Through the Horologists, Mitchell suggests comfort can be found in legacy. Or, in the words of Holly Sykes, “We live on, as long as there are people to live on in.”

The war between immortals gives us the book’s climax. Mysteries yield to answers in pages filled with espionage, explosions, and excitement, but like a puzzle piece bent and squeezed into place, this section does not quite fit the rest of the novel. Holly shifts from being the centerpiece of the chaos to cowering in the corner as Horologist and Anchorite lock horns around her.

On top of this, Marinus’ explanation of Horology displays a rather heavy-handed effort to tie in with Mitchell’s previous books. These crossovers must be expected in any David Mitchell novel, but in The Bone Clocks, they appear with a regularity that reveals the author’s guilty pleasure at sowing such flickers of recognition. Although mostly harmless (naming a nano-explosive “N9D” after number9dream), these allusions chip away at the Fourth Wall with a frequency that makes The Bone Clocks itself a less immersive experience.

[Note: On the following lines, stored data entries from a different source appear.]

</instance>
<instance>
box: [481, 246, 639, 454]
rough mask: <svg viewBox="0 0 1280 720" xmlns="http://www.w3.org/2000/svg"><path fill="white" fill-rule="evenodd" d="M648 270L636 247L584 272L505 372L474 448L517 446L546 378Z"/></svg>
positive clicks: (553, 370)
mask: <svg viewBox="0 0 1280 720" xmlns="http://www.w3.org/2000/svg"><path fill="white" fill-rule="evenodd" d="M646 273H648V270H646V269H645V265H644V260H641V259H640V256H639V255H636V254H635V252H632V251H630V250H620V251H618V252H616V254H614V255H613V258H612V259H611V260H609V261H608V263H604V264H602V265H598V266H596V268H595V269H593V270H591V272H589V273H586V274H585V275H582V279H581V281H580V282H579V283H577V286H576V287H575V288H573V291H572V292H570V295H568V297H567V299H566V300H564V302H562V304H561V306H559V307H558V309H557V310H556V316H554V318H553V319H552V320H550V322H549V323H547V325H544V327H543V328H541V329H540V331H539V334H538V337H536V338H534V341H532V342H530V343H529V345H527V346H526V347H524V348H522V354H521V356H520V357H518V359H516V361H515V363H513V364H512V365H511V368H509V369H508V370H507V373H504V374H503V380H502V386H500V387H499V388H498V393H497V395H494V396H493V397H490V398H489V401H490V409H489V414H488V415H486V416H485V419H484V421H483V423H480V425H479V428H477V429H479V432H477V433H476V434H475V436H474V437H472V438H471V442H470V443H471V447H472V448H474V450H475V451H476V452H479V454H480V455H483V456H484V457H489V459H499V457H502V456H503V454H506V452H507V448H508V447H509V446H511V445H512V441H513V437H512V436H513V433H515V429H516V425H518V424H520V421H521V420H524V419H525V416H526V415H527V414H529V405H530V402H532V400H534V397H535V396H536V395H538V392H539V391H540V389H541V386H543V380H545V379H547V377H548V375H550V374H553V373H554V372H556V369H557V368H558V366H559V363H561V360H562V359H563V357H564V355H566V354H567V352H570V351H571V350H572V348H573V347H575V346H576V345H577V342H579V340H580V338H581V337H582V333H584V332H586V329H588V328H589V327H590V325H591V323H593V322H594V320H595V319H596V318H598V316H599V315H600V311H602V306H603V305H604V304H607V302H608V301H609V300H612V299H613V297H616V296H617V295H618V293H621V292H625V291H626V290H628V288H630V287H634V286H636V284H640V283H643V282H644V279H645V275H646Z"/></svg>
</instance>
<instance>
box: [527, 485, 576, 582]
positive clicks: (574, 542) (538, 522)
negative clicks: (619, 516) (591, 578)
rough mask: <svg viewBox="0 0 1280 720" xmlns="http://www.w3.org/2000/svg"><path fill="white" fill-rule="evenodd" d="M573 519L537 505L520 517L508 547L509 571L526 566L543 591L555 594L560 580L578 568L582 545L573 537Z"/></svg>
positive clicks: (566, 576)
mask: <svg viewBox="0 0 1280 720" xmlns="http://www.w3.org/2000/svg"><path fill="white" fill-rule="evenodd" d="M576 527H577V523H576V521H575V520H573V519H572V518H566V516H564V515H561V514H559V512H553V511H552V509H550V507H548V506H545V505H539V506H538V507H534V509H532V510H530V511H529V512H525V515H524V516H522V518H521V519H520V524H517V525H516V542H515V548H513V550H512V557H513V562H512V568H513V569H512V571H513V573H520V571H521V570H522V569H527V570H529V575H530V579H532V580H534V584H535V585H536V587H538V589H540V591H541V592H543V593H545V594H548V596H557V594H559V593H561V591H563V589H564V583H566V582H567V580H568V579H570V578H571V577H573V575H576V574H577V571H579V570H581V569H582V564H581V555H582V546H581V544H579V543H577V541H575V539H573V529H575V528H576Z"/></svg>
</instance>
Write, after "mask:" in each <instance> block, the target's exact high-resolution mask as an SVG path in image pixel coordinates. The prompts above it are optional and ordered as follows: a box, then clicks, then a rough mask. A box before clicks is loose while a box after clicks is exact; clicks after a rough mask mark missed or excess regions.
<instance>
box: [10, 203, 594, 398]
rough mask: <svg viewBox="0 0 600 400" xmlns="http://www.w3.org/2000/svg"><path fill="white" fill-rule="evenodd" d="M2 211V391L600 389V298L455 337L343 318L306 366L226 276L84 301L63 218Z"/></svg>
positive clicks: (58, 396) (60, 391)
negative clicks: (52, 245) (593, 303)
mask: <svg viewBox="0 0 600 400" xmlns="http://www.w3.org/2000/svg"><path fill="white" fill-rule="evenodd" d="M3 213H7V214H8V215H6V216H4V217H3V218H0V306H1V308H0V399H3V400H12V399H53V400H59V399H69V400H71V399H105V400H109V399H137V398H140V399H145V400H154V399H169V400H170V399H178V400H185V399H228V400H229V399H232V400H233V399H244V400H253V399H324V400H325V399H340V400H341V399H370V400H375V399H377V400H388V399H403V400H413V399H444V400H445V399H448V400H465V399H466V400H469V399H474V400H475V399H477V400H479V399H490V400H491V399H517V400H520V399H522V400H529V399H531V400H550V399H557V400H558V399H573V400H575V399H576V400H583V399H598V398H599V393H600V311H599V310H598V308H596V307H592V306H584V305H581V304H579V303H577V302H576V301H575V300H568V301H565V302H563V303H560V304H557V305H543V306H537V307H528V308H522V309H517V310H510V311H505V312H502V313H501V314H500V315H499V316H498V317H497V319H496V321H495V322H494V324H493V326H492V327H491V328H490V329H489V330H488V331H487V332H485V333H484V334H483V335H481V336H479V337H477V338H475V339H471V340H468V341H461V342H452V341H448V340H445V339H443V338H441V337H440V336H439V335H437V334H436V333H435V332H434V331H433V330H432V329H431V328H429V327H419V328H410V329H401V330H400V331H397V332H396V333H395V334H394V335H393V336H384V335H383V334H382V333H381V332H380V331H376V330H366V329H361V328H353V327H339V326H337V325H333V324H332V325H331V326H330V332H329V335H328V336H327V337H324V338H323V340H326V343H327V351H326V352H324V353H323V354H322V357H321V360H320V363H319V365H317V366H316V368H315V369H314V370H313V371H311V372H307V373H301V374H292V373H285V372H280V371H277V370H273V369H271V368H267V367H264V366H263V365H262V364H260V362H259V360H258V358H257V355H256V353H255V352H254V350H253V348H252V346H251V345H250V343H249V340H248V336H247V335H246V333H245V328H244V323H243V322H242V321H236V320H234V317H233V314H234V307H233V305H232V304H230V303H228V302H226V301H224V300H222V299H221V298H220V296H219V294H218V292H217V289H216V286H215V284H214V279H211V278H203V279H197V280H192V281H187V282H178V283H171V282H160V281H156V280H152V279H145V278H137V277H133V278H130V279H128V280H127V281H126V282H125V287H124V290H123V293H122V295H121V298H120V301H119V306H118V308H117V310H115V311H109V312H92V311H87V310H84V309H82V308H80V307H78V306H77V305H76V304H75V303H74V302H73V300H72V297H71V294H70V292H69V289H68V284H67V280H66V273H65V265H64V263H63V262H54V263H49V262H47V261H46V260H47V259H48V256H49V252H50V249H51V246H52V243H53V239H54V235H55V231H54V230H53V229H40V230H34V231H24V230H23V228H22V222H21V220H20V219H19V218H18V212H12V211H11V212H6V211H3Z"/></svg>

In the aftermath of the psychosoteric war, Mitchell returns to the mind of Holly Sykes—now in her senior years—to paint a moving farewell to a well crafted character. Holly has survived to witness firsthand Mitchell’s dreary vision of the year 2043 where energy shortages, a broken Internet and the bitter fruits of climate change bring civilization crashing down. This ominous landscape provides the perfect contrast for a loving goodbye that completes the portrait of Mitchell’s most memorable character to date.

The latest venture into the David Mitchell universe hits all the sweet spots readers have come to expect. Motifs that juggle time and the soul, tie-ins with his previous novels and a dash of the fantastic fill these pages. Once again, Mitchell showcases his talent for seeing the temporal landscape from above—a skill that allows him to trace the tributary of each story from its source to the place where it joins the river of this novel … and all his novels.

Evan MacQuarrie is a graduate student in Ithaca, NY.